One of the hangovers of Hurricane Sandy was the effect on late October economic activity. Everything from employment data to retail sales dipped, and sometimes collapsed, depending on an area's proximity to the storm. Along with these numbers came forecasts of surges in gross domestic product in some localities as repair and construction of devastated areas began.
Nemo, a blizzard super-storm, as it has begun to be labeled, will shutter businesses from Michigan to New Jersey to New York City and most of New England. Snow blowers and food sales will get a lift ahead of the blizzard. Visits to stores, car dealers and restaurants will be delayed until later in February, and in some cases will be canceled completely.

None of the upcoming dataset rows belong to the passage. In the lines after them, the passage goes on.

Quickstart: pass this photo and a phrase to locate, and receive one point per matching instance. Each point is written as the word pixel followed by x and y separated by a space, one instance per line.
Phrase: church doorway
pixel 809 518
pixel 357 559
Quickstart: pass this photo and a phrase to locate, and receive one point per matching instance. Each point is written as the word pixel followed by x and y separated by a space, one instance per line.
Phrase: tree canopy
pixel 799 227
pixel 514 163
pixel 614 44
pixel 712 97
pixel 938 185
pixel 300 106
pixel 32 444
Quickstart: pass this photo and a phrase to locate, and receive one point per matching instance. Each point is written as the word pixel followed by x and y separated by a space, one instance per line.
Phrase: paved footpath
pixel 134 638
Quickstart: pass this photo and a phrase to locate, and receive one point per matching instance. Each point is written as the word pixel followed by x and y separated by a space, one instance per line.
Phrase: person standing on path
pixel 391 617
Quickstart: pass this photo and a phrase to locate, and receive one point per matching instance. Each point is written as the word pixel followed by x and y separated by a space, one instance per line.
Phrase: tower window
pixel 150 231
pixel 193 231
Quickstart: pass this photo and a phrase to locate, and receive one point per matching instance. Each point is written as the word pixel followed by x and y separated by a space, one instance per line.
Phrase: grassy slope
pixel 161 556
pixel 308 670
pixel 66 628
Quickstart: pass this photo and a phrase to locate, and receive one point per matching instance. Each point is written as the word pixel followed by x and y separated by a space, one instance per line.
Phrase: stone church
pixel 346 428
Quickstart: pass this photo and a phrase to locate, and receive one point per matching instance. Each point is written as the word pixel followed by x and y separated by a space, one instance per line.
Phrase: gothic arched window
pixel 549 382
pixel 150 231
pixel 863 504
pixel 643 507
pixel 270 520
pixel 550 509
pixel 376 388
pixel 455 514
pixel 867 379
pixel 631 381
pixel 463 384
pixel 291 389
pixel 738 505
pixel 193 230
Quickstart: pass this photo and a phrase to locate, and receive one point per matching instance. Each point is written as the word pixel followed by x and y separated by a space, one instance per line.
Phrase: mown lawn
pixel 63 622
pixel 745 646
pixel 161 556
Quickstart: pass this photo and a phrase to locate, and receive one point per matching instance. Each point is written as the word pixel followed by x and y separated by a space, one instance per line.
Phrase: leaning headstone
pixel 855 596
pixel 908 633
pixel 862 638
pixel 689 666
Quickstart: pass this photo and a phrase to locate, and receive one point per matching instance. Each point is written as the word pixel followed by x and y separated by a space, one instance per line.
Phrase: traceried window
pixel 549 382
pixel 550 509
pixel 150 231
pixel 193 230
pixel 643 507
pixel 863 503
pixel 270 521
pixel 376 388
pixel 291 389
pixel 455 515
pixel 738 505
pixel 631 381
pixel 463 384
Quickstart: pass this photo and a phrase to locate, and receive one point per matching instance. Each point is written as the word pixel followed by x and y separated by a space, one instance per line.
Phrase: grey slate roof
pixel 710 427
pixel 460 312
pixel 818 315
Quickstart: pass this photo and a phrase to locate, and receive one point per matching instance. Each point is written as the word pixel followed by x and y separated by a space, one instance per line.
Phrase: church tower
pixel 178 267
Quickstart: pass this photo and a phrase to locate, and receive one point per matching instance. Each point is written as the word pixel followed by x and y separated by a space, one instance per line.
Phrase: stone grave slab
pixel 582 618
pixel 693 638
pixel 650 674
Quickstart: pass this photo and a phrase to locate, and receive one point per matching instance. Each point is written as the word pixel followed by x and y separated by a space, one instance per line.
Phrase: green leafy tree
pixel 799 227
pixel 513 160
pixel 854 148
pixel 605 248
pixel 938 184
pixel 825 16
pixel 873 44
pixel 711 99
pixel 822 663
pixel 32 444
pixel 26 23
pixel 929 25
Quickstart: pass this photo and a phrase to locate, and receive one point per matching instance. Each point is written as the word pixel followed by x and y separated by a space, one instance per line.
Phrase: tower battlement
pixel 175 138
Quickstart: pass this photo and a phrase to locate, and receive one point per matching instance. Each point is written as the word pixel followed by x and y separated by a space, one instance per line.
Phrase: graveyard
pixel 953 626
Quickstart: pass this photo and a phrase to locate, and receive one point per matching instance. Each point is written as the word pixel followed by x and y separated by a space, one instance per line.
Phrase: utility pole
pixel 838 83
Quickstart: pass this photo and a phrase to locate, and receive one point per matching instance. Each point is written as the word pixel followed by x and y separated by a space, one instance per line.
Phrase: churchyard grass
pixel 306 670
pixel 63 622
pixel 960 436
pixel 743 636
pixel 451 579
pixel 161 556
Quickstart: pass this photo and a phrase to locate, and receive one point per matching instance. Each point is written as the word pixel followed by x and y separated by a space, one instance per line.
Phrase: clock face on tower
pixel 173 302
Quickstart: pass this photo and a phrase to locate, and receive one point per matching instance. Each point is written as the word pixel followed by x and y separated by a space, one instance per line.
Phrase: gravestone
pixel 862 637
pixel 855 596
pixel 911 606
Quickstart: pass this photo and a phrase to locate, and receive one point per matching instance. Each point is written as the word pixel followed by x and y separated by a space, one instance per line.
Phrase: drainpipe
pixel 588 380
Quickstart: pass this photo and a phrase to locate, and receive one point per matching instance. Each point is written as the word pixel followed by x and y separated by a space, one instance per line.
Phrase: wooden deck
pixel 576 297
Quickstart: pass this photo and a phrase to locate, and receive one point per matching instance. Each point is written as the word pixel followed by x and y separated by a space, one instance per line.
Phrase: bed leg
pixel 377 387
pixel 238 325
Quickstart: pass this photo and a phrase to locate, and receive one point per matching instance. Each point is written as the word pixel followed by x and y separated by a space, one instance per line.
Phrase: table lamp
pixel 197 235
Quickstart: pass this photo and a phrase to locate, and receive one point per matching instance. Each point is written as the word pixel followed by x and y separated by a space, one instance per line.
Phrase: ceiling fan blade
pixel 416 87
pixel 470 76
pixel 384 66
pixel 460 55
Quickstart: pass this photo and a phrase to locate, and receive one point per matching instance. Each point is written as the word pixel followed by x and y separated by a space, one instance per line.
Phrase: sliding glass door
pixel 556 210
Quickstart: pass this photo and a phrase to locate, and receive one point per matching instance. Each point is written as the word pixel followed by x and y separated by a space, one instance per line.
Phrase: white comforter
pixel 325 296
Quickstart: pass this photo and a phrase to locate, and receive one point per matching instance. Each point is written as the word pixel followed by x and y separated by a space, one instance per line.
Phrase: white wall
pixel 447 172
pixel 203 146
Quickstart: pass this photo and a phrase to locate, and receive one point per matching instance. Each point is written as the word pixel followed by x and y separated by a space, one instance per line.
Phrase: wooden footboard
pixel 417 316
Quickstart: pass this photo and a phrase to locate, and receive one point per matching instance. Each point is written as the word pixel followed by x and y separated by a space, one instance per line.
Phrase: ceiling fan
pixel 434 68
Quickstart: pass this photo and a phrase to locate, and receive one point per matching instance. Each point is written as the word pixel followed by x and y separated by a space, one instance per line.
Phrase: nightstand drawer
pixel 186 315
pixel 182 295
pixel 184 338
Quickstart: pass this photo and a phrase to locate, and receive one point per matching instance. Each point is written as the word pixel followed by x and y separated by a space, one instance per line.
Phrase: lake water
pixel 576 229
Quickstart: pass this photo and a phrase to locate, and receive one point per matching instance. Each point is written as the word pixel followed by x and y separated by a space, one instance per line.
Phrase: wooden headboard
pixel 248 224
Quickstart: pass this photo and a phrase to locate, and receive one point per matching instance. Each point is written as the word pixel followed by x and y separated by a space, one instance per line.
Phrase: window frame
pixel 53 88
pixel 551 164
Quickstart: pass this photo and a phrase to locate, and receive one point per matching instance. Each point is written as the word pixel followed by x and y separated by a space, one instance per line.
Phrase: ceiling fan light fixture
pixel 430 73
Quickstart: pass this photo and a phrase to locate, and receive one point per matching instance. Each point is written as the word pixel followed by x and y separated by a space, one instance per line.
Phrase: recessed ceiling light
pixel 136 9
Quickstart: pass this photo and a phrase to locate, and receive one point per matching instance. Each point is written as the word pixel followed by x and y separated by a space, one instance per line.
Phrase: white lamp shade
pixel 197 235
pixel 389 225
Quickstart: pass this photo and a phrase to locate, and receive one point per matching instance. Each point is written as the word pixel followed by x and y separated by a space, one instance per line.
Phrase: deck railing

The size of these new families of storms, brought on by global warming or random disturbances in the atmosphere, has made a shambles of the efforts economists make to carefully forecast GDP, joblessness and even imports and exports. A science that has never been more than an guessing game slips closer to chaos. Storms become a variable that can hardly be measured.
Now, the game of commentary on the effect of the storm on models of how the economy will do can begin in earnest. Experts will be dragged onto financial TV shows and interviewed by reporters. What will happen to February GDP and retail sales? And will there be a March rebound in economic activity. The answers are simple. February numbers will be hurt; March's will be improved. So what will all of those experts be doing on TV? Stating the obvious, and no better.
There really are no activities like harsh weather to throw economists into confusion and anxiety, whether the trigger is drought or flooding, snow or wind. Someone profits from every disaster. This time, as experts sort out Nemo's aftermath, it will be the economists.